Ein Weichei im Weissen Haus?

Aktualisiert

Pannen-Kandidat RomneyEin Weichei im Weissen Haus?

Eine verbockte Auslandreise, ein schwacher Wahlkampf, Gerüchte um seine Steuern: Mitt Romney kommt als Obama-Herausforderer nicht auf Touren. Die Republikaner sind besorgt.

Peter Blunschi
New York
von
Peter Blunschi
New York

Auf solche Schlagzeilen kann jeder Präsidentschaftskandidat verzichten: «Der Weichei-Faktor» betitelt das Magazin «Newsweek» in seiner aktuellen Ausgabe eine Story über Mitt Romney, der für die Republikaner den verhassten Barack Obama aus dem Weissen Haus vertreiben soll. «Newsweek» stellt seine Eignung dafür nachdrücklich in Frage: «Ist er einfach zu unsicher, um Präsident zu sein?», heisst es auf der Titelseite weiter.

In den letzten Wochen hat der Ex-Gouverneur von Massachusetts seinen Kritikern mehr Munition geliefert, als ihm lieb sein dürfte.
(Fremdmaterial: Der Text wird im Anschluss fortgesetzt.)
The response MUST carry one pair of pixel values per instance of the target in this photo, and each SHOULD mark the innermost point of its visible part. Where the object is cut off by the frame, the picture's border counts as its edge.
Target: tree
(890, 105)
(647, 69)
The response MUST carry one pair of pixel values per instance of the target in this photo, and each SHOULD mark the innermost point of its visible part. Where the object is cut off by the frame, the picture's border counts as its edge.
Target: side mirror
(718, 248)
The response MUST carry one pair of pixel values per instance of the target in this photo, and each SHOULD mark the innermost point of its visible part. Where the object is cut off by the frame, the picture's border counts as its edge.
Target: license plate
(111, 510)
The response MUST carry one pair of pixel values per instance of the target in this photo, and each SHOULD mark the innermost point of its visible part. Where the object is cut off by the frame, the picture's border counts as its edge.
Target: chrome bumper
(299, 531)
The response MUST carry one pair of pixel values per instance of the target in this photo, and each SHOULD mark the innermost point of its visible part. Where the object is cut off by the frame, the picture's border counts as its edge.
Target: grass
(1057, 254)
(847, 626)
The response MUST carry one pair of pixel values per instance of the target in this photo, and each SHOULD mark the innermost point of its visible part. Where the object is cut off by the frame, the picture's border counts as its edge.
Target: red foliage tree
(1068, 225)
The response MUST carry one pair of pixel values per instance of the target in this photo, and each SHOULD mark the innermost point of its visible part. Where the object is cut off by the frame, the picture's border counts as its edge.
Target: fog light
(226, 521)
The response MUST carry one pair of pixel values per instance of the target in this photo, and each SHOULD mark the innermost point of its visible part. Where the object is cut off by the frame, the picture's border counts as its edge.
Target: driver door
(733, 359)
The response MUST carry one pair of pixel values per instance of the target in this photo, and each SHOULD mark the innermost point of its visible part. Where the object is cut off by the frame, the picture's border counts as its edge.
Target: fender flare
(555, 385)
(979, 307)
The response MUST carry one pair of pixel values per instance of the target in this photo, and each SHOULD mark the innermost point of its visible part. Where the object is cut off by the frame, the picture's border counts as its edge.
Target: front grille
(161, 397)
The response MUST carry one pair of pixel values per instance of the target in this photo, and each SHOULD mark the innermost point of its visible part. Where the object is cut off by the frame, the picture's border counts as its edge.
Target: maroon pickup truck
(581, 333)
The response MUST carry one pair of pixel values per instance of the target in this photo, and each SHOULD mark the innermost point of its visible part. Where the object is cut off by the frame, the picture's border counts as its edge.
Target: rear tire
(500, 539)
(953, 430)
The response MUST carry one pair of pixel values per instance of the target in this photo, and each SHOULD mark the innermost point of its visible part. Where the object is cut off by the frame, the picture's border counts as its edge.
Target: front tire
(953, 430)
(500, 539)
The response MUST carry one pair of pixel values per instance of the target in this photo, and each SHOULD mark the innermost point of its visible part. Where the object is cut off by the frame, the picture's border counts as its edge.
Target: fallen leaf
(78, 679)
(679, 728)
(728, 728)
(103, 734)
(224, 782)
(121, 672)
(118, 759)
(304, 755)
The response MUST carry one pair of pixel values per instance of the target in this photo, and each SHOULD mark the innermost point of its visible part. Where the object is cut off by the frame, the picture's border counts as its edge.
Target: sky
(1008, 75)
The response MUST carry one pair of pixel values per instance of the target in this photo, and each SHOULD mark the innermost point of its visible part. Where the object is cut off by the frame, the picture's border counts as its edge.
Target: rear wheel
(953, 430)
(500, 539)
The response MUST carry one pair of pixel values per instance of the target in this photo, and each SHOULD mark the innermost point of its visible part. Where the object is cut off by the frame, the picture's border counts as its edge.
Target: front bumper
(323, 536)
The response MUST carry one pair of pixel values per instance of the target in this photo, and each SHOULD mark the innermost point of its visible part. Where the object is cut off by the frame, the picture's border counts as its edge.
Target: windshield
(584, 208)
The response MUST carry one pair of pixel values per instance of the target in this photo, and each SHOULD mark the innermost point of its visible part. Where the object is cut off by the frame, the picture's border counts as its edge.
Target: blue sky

Die Auslandreise, mit der Romney eigentlich sein aussenpolitisches Profil schärfen wollte, geriet zur Tour der Peinlichkeiten: An allen drei Stationen - Grossbritannien, Israel und Polen - sorgten der Kandidat oder seine Mitarbeiter mit unbedachten Aussagen für negative Schlagzeilen. Die Republikaner wiegelten ab: Romney habe bei jüdischen und polnischstämmigen Wählern gepunktet, heisst es.

Romney, der Outsourcer?

Dabei wächst vier Wochen vor dem Parteikonvent in Tampa, bei dem Mitt Romney offiziell zum Präsidentschaftskandidaten gekrönt werden soll, in den Reihen der Republikaner die Nervosität. Schon während der Vorwahlen tat sich der 64-Jährige schwer gegen Bewerber, die eigentlich «unwählbar» waren, wie den Rechtsaussen Rick Santorum oder den sprunghaften Newt Gingrich. Wirklich durchsetzen konnte er sich erst, als seinen Rivalen das Geld ausging. Seither setzt er seine schwache Vorstellung nahtlos fort.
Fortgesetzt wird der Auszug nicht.